GSK and Theravance announced during September 2012 that the NDA for FF/VI for COPD patients had been accepted for FDA review. The PDUFA goal date is scheduled for May 12, 2013. The companies announced on July 13, 2012, the filing of U.S. and EU regulatory applications for COPD patients, and a EU regulatory application for asthma. The MAA for FF/VI for COPD and asthma was validated by the European Medicines Agency. GSK additionally filed a Japanese New Drug Application for FF/VI for COPD and asthma patients on Sept. 25, 2012. Breo is undergoing U.S. Phase III trials for asthma treatment.
Anoro, Breo/Relvar, and MaBA (GSK961081) are being developed in collaboration with Theravance. The biopharma company is concentrated on the discovery, development and commercialization of small-molecule medicines across various therapeutic fields such as respiratory disease, bacterial infections, and CNS/pain. GSK holds a reported 27 percent stake in the South San Francisco, Calif.-based company.
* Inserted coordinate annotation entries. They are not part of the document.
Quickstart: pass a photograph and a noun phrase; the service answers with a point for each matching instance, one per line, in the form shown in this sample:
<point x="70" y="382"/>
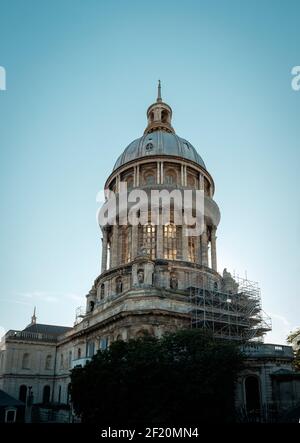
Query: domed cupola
<point x="159" y="115"/>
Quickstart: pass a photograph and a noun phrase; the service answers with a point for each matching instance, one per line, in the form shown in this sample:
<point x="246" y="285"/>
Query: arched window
<point x="46" y="394"/>
<point x="252" y="394"/>
<point x="206" y="187"/>
<point x="102" y="291"/>
<point x="23" y="393"/>
<point x="25" y="361"/>
<point x="69" y="394"/>
<point x="192" y="249"/>
<point x="164" y="116"/>
<point x="129" y="181"/>
<point x="170" y="241"/>
<point x="149" y="179"/>
<point x="70" y="359"/>
<point x="191" y="181"/>
<point x="147" y="239"/>
<point x="170" y="176"/>
<point x="48" y="362"/>
<point x="119" y="285"/>
<point x="141" y="333"/>
<point x="125" y="233"/>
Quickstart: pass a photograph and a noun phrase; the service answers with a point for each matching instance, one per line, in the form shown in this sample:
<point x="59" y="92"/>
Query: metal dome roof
<point x="159" y="143"/>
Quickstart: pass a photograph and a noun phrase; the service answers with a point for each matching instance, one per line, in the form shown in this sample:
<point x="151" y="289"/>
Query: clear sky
<point x="80" y="76"/>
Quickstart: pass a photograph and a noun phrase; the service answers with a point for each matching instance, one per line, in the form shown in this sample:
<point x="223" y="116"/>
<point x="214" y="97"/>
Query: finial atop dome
<point x="159" y="92"/>
<point x="33" y="318"/>
<point x="159" y="115"/>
Assuming U.S. and EU regulatory clearance during 2013, Sanford Bernstein analysts have projected total Anoro 2020 global sales of £1.37 billion ($2.19 billion). Through Anoro, GSK and Theravance are expected to have the first LABA/LAMA combination product to reach the market. Novartis also has one in the works via QVA149, which combines the long-acting beta2-adrenergic agonist indacaterol with the long-acting muscarinic antagonist NVA237. That combo medicine and projected blockbuster may not be submitted for FDA approval until late 2014 due to the necessity of another study to determine the lowest effective dose and support once-a-day administration.
Based on regulatory approval during 2013, Sanford Bernstein analysts have forecasted Breo/Relvar worldwide sales of £949 million ($1.52 billion) for GSK in 2020. Theravance is reportedly entitled to a 15 percent royalty on the first $3 billion in yearly Breo/Relvar sales and 5 percent thereafter.